Forty Years Young
The Appalachian Young People’s Theatre has long been a
best-kept cultural secret.
Formed in 1972 by Ed Pilkington, now Appalachian State University professor emeritus, the AYPT’s mission was to use educational theater to help broaden the sights and successes of young children in the mountain region.
“Shows were designed to help teach components, such as math, language arts and spelling,” said Pilkington, who utilized college students to tour shows for schoolchildren.
He helped train his successor, technical director Vernon Carroll, who was the next leader of the company, running it from 1977 through 1981.
Carroll incorporated direct audience participation in AYPT shows.
“It always, always worked,” he said, crediting the students for the effectiveness of the technique. “It was very rare that there was a student who didn’t buy into it.”
Carroll also acknowledged the AYPT is fertile training ground for college-aged performers, perhaps more so than performing for their peers. “With child audiences, there’s no place to hide,” he said.
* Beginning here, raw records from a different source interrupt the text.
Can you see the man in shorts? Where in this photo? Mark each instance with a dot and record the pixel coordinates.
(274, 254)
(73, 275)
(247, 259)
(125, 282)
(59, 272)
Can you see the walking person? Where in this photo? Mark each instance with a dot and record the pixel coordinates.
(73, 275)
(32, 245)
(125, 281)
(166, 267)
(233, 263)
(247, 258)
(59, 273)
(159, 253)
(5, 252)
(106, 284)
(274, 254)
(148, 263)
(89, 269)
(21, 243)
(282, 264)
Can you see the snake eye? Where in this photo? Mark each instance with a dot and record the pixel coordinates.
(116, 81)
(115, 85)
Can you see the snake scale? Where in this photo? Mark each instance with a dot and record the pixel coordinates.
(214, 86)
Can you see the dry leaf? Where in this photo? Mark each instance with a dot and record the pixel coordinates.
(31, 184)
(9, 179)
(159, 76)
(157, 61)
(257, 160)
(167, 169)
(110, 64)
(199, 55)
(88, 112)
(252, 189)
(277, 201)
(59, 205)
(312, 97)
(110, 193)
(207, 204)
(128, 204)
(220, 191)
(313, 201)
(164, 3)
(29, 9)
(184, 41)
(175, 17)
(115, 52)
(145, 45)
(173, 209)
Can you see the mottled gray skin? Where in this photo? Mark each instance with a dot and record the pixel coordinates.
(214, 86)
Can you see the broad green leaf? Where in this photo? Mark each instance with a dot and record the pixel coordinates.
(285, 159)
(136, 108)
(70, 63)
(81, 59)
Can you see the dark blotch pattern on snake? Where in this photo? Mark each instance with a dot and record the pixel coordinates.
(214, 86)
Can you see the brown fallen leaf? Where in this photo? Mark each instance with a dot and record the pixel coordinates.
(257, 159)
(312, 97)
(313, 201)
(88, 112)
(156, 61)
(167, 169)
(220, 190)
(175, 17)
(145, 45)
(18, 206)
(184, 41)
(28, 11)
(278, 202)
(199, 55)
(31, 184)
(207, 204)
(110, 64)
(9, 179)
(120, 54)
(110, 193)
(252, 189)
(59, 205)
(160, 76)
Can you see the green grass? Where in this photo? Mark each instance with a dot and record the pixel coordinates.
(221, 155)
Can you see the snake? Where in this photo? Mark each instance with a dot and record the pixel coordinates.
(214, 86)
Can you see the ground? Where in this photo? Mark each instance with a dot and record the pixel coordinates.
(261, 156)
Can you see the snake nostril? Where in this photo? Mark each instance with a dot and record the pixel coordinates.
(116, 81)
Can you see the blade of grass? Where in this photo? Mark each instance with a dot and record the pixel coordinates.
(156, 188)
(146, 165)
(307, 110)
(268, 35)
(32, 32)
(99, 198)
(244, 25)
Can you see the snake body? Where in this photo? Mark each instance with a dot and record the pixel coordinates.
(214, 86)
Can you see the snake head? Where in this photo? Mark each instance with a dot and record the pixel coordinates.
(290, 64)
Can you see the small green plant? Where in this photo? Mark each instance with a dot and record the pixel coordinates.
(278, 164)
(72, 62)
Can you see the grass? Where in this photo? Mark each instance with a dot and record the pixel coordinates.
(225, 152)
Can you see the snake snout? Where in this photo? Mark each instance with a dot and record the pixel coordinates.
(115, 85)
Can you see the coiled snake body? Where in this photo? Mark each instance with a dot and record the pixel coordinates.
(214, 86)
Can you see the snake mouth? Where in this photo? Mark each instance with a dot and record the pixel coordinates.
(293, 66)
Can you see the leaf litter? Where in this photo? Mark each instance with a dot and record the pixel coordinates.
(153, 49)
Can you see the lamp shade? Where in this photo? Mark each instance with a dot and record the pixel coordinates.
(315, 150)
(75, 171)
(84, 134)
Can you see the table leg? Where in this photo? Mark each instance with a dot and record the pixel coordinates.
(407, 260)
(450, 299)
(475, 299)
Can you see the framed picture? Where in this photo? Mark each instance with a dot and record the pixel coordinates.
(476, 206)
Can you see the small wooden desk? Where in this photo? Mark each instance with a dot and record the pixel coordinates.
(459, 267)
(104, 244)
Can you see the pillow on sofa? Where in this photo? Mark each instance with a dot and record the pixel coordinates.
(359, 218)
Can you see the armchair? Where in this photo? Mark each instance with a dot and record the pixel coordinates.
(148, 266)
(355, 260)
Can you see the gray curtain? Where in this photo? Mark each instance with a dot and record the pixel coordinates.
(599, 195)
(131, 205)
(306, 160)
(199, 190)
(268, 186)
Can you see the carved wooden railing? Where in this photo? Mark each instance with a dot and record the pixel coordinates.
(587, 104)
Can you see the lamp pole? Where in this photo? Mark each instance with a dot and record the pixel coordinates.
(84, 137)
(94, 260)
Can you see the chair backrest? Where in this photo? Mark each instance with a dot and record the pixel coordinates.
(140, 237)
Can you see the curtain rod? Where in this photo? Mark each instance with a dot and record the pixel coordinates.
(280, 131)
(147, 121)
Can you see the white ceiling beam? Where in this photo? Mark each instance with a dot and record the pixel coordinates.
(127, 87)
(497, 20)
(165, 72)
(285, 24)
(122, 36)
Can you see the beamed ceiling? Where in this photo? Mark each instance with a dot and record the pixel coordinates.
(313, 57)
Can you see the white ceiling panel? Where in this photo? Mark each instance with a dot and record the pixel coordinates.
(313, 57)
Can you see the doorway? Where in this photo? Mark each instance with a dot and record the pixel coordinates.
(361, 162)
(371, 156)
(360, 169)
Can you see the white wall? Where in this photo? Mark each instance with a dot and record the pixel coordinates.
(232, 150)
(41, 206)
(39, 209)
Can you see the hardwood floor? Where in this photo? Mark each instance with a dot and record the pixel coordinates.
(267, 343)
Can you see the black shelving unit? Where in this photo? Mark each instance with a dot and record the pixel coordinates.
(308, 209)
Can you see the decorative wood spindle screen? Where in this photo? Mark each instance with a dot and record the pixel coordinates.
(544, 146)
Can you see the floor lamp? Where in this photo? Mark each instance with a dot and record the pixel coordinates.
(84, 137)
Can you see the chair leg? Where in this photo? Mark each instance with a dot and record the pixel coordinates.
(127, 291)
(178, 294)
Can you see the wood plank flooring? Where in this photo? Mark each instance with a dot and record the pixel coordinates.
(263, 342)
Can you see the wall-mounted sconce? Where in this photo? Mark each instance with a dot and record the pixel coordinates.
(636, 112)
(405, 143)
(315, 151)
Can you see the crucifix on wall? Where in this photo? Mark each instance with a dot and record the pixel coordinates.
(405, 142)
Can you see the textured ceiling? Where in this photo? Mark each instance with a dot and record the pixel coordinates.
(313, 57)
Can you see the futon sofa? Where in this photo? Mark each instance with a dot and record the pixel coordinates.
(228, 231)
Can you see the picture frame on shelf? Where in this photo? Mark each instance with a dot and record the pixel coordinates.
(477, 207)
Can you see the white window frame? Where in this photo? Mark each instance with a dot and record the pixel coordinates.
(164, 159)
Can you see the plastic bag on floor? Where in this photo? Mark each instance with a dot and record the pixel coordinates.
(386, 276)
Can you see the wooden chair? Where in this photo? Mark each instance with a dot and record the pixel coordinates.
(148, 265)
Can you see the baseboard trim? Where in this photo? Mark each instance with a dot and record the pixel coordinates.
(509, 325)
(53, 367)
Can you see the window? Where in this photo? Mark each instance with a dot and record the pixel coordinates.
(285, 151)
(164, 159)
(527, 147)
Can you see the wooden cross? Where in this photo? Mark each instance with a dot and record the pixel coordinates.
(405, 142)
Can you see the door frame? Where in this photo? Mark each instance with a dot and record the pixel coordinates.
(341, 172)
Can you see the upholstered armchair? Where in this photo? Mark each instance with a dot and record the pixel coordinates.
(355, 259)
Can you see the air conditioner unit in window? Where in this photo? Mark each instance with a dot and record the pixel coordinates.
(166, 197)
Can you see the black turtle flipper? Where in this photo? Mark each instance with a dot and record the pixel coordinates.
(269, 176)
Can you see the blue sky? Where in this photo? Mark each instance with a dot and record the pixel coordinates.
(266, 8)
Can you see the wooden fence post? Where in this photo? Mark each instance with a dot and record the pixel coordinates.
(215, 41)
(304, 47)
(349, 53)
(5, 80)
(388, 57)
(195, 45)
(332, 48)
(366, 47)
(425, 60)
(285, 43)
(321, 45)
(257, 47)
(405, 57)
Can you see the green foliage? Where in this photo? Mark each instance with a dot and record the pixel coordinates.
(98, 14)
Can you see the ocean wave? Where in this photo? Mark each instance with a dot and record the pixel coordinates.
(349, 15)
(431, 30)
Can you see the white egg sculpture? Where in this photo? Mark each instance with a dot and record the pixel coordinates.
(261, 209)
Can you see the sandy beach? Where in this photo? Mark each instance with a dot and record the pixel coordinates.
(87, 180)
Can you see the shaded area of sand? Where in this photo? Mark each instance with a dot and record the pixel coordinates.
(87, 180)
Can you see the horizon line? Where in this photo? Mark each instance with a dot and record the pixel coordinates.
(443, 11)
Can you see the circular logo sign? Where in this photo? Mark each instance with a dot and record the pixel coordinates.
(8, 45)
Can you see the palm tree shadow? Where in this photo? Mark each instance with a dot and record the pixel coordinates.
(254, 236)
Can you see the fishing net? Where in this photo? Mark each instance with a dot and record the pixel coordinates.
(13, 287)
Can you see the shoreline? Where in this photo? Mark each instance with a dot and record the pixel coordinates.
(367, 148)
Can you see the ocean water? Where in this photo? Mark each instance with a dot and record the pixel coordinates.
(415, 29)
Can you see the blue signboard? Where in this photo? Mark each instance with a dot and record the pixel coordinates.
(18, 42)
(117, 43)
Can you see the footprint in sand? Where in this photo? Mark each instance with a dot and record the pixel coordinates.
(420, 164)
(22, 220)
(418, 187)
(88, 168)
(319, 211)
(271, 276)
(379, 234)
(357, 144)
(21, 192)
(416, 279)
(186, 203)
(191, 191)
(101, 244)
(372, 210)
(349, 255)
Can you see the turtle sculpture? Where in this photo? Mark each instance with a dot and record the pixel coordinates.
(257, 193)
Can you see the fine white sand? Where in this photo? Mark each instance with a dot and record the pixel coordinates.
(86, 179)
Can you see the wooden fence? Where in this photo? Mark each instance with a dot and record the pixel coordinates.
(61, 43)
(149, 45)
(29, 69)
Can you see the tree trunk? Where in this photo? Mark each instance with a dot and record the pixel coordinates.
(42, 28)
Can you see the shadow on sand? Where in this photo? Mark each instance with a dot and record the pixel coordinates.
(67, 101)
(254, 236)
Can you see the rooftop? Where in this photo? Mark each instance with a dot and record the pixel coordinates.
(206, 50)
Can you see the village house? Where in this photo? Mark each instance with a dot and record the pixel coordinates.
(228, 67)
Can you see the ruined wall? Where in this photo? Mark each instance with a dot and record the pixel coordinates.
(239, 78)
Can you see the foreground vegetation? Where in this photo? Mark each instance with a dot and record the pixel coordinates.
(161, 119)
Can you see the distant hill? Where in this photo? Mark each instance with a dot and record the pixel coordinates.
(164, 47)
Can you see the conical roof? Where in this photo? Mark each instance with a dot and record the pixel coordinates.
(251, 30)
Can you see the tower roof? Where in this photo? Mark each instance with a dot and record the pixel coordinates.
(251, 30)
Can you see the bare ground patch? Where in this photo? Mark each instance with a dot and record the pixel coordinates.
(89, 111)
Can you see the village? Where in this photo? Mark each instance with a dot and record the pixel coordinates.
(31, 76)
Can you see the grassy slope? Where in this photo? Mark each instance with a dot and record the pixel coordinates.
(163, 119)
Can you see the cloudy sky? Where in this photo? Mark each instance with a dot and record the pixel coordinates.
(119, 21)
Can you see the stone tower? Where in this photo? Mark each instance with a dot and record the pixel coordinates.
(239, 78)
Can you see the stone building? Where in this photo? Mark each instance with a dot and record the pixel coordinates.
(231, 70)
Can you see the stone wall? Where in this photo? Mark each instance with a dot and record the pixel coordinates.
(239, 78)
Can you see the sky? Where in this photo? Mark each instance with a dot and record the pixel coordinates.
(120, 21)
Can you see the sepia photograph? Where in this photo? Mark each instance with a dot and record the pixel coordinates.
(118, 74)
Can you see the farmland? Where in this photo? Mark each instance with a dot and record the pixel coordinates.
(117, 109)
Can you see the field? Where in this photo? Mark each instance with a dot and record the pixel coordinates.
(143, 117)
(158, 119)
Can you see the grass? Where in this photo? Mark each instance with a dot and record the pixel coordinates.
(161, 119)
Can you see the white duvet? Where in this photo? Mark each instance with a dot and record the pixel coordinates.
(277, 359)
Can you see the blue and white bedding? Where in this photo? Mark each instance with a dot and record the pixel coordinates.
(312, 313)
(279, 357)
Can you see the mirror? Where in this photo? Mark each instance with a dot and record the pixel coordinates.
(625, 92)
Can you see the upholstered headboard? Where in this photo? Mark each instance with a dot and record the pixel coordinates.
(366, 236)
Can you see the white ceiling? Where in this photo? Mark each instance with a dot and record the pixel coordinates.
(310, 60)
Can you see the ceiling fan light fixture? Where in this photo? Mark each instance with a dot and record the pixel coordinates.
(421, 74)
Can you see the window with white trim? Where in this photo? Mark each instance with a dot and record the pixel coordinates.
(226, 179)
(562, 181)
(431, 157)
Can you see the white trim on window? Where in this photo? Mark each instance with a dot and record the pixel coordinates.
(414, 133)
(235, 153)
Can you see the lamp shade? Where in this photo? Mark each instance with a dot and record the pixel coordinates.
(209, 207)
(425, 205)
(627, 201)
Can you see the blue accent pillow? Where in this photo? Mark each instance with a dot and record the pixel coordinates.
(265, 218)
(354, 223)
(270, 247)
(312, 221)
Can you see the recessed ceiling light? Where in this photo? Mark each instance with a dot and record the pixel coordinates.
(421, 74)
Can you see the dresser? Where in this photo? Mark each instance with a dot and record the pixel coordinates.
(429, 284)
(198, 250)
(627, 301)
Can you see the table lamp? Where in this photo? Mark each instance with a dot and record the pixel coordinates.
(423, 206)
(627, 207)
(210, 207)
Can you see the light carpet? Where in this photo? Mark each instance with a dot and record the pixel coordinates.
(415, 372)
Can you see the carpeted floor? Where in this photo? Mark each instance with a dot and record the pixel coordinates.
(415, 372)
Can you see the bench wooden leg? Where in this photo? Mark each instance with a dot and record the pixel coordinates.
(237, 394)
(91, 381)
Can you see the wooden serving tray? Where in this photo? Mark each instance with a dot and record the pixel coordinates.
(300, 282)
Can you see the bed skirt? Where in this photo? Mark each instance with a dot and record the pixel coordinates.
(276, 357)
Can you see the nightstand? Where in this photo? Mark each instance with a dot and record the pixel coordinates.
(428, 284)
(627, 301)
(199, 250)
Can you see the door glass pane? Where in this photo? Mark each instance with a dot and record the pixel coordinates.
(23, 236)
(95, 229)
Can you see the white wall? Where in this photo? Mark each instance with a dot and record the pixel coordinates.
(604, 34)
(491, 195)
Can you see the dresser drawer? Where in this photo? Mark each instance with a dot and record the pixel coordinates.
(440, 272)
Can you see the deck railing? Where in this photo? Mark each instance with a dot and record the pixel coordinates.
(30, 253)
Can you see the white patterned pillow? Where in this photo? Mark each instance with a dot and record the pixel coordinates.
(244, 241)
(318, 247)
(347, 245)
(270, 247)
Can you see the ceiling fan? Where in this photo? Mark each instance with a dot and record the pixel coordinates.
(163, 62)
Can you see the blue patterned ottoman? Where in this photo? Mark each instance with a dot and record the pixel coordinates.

Jonathan Ray took over the leadership in 1981 and often wrote the scripts for the group based on the talents of the group enrolled in the AYPT class. Since the beginning, the troupe has been structured as a three-credit class, meeting twice a week to rehearse the play during class hours, and then touring the show for the second part of the semester.
Teresa Lee took over the AYPT in 1988 and has been at the helm ever since, making her the longest serving director of the organization. “I was hired to direct the AYPT and direct the theater education program,” said Lee, now in her 24th year at the university.
She found the job a perfect fit, saying, “I have an MFA in directing children’s theater … it was a dream job for me.”
Like Carroll, Lee credits the students for much of the success of the program. “I’m always amazed at the commitment, talent and energy my students bring to the whole process,” she said.
“The theater is this little jewel that we have within our department that benefits on so many levels,” Lee said. “We’re helping to inspire and train the college students, and encouraging the audiences and artists of the future, as well.”
For its 40th anniversary season, the AYPT is performing “BEANS TALK: A Cow, Some Beans and a Boy Named Jack,” a new spin on Jack and the Beanstalk. The script is by local playwright Derek Davidson, and the cast includes one member who is very familiar with AYPT’s work.
As a student at Hardin Park Elementary in Boone, ASU student Ashley Harkins saw many plays by the local troupe. “I remember seeing the big kids come in and do shows for us,” said Harkins, who is a theater education major.
She finds the camaraderie the best part of performing with the AYPT. “It’s a really great cast … it’s been a really awesome experience, and I don’t want it to end,” she said.
The Appalachian Young People’s Theatre is also marking its anniversary by announcing a new scholarship initiative for students who intend to have a career in theater for young audiences. The scholarship will be funded partially by proceeds of the program and partially by individuals. Lee feels this is an appropriate way to honor one of the oldest outreach programs at the university.
“BEANS TALK” will be performed for the public this weekend at the I.G. Greer Theatre on the ASU campus. Shows are at 7:30 p.m. Friday and at 2 p.m. Saturday and Sunday. The public is invited to attend a 40th birthday party for the theater after the show on Saturday.